His attention was diverted from their wonderful youthful tones to what was going on outside. His window is covered by a thick drape but he can see the wreck.
Derek Jones has X-ray vision. He can see through the brick walls of the school. He even can see through today’s political muck.
There is one other person in on his secret. She works in the front office, which has windows. It’s Mrs. Jones, his mom, and she knows what to do.
“Pardon the interruption, Mr. Jones, can you come to the office? We’ll have someone take your class.”
The students look puzzled, but this has happened before. On occasion, the teacher, not a student, is called from the room. Why?
Inquiring middle school minds raced.
“This is, like, six, seven times, Mr. Jones,” one girl commented.
“Six-seven,” the girls sang out in unison.
At least they got the notes right, Mr. Jones thought.
SUPERMAN!
Derek Jones slipped into a custodian’s closet—the one with the hidden exit to outside.
He found what he was looking for behind the stack of boxes containing trash bags.
Quickly he slipped on the bright blue suit, the one recognized worldwide.
The one with the big red “S” on the front.
He looked in a small mirror—not bad, he thought, smiling—and unfolded his red cape. Bro, he thought, this really needs to get to the cleaners.
Cut the John Williams movie theme music. And he was off.
Faster than a speeding train and more powerful than a locomotive.
As cars slowed to a stop and law enforcement responded to 9-1-1 calls, Superman was at the scene.
First, he made sure that the truck driver was OK. Big Al was shaken up, a little damp, and just a bit annoyed at the driver of the car. And he couldn’t find his winning lottery ticket.
Next, Superman sized up the wreck.
The scene was loud and messy and not very fragrant. Superman has a great sense of smell, but also a quick gag reflex. This was not the time to ralph. Good thing lunch was next period.
He effortlessly lifted the trailer above his head and set it upright. The cattle enjoyed the thrill ride and mooed their delight.
Superman reattached the trailer to the cab, and Big Al fired up the engine.
Superman then bounded to the car driver.
“Sir, on a rain-slick road, you should not try to pull in front of another vehicle, especially one 10 times bigger,” Superman said.
The driver looked up sheepishly at Superman.
“Sorry, Superman. I learned my lesson,” he said, eyes downcast. Then he brightened. “Can we take a selfie?”
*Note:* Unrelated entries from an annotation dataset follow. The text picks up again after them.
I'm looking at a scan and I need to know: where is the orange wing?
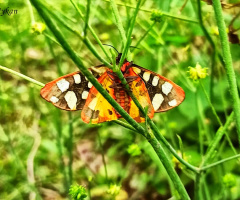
[132,65,185,112]
[81,70,154,124]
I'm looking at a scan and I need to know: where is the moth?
[40,53,185,124]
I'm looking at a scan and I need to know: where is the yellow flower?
[188,63,208,80]
[32,22,46,34]
[107,184,121,196]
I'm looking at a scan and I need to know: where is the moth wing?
[126,69,154,123]
[81,72,119,124]
[40,66,107,110]
[132,65,185,112]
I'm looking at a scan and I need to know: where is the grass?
[0,0,240,199]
Superman self-consciously raked his black hair, now wet. Why didn’t Superman wear some sort of headgear, like Ironman? He was a little jealous of that guy’s get-up.
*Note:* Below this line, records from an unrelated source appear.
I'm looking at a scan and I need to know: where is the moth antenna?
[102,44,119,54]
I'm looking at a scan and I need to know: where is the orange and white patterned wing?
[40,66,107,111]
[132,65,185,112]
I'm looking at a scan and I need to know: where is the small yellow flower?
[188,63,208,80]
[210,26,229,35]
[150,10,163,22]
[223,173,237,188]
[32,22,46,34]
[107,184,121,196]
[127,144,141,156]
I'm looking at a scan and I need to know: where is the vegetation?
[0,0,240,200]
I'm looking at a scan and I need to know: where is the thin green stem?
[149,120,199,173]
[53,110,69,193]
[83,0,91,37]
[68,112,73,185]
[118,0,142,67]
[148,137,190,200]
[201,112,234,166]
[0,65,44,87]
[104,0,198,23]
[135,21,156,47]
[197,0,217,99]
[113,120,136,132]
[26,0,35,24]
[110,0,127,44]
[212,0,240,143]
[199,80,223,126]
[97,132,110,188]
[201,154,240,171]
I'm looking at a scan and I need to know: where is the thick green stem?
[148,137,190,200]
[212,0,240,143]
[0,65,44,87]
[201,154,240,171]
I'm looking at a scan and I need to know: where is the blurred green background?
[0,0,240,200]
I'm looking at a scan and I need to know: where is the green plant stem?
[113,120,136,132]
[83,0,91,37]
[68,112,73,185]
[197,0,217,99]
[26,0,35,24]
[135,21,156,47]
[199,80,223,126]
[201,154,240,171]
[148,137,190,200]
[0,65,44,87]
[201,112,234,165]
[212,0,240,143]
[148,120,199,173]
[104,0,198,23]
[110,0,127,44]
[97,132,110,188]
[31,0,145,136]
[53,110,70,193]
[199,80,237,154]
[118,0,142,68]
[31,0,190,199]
“And,” Superman added, “Michelins are great tires. Right now, buy three and get the fourth free.”
The traffic dispersed—slowly, of course. Everyone had to take a video to post later.
Law enforcement arrived to clear the scene and to clean up.
Deputy Dawgmier tipped his hat at Superman.
Superman saluted back.
Back to His Day Job
The substitute teacher was tired of singing the same song for the 78th time when Mr. Jones reappeared in the room.
“Where were you?” the always inquisitive student with dark curls asked.
“Business to take care of,” Mr. Jones said.
“What kind of business… like, bathroom business?” the student pressed.
Snickers (and not the candy).
Mr. Jones, ever cheerful, laughed his cheerful laugh.
“OK, how about learning a Christmas song that we can really… sleigh,” he said, sorting his music as he sat at the piano. Smiling.
No one laughed.
Dad jokes were always his kryptonite.